Panrico celebra sus primeras elecciones sindicales tras la huelga

La inclusión de 63 extrabajadores en el censo permite mantener la cifra de miembros del comité

La planta de Panrico en Santa Perpètua de Mogoda ha celebrado este miércoles sus primeras elecciones sindicales tras la huelga que la paralizó durante ocho meses entre 2013 y 2014. CC OO ha perdido dos delegados, aunque mantiene la mayoría en el comité, ya que le corresponden siete de los 13 miembros. UGT ha conservado sus tres representantes en el área de administrativos y el sindicato Solidaridad y Unión de los Trabajadores (SUT), que se ha presentado por primera vez, ha conseguido tres delegados en el área de producción.

La participación de 63 extrabajadores ha permitido mantener en ocho el número de miembros elegidos por los operarios. De no haber sido incluidos en el censo, la cifra se hubiera reducido a la mitad por la reducción de la plantilla a raíz del expediente de regulación de empleo (ERE) ejecutado en 2014 y la externalización del servicio de logística en 2015. Los administrativos, en cambio, ha conservado sus cinco representantes.

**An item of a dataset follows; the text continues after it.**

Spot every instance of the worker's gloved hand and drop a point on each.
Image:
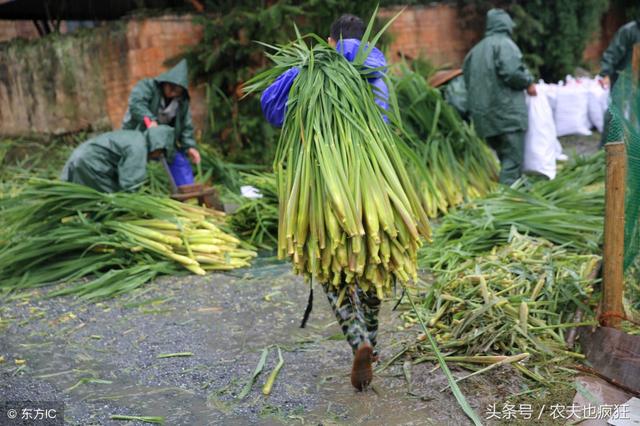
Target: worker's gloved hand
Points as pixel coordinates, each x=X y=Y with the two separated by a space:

El gabinete jurídico de CC OO impugnó el censo para que se incluyera a los 60 extrabajadores que representa y cuyos despidos aún no cuentan con una sentencia firme. El SUT hizo lo mismo con tres antiguos que, incluso han integrado su candidatura. La empresa, sin embargo, ha pedido un arbitraje para retirarlos del censo.

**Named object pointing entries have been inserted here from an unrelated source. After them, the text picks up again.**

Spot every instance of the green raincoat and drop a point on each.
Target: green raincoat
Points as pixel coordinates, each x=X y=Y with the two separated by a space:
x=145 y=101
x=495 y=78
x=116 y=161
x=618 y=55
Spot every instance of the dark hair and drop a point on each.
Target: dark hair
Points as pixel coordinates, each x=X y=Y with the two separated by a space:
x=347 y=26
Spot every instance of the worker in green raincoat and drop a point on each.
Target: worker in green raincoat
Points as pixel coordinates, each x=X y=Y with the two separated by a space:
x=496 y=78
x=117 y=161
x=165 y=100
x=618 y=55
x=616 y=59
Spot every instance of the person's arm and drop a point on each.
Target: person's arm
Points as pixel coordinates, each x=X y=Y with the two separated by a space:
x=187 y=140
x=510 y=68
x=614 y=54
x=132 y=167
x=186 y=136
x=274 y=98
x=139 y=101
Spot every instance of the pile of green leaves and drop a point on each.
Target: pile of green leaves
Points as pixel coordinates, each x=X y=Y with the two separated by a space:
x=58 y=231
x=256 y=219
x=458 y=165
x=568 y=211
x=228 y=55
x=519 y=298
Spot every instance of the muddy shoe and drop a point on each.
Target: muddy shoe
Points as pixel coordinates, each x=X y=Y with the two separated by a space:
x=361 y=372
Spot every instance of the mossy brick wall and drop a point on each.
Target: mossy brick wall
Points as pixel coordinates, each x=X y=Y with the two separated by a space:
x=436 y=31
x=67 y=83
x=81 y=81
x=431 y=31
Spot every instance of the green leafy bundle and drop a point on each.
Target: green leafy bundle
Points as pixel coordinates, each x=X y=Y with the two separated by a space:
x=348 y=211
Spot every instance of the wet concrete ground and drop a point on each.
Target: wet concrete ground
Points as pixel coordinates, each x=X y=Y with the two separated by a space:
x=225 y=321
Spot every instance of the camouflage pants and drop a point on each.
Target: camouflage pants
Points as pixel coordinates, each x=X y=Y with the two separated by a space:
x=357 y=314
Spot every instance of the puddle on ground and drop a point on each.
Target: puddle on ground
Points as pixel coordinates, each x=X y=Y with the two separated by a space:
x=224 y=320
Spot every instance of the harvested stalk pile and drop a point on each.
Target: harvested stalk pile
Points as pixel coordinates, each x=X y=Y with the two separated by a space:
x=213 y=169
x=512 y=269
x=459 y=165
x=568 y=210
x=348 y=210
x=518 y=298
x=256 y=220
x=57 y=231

Por la mañana, CC OO ha admitido que vivía con incertidumbre estas elecciones pese a que sus afiliados continúan siendo mayoritarios en Panrico. "Evidentemente, con la huelga ha habido un antes y un después. Algunos piensan que las cosas se hicieron bien y otros, que no. Estas votaciones nos servirán como ratificación o como crítica", aseguraba uno de sus delegados, Félix Yela.

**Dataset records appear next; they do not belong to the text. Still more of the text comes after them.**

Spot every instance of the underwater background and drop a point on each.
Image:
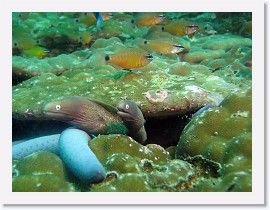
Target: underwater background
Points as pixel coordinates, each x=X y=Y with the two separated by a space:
x=164 y=97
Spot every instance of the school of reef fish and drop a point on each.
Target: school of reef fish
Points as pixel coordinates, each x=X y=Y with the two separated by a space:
x=131 y=102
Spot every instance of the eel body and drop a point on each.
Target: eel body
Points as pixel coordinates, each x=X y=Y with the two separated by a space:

La de SUT ha sido la única candidatura alternativa a CC OO en la fábrica, ya que CGT, que contaba con dos representantes en el antiguo comité, no consiguió formar una lista y UGT solo se ha presentado entre los administrativos. Antonio García, un trabajador despedido que se presentaba por SUT, esperaba que la plantilla "abriera los ojos" y apostara por la nueva delegación sindical: "La gente está muy decepcionada con CC OO y en estas elecciones se verá el nivel de cabreo".

En las afueras de la fábrica, un par de agentes de seguridad contratados especialmente para la ocasión se han encargado de controlar el acceso de extrabajadores como Bartolomé Quintanilla, que hasta principios del año pasado formaba parte de la unidad de logística. Este miércoles, saludaba a través de las rejas a un excompañero vestido con una bata y un gorro de protección mientras esperaba con paciencia su turno para votar, ya que la dirección ordenó que no ingresara más de uno a la vez. "¿Cómo voy a sentirme?", respondía afectado mientras miraba la fachada de la planta, "He pasado aquí 42 años".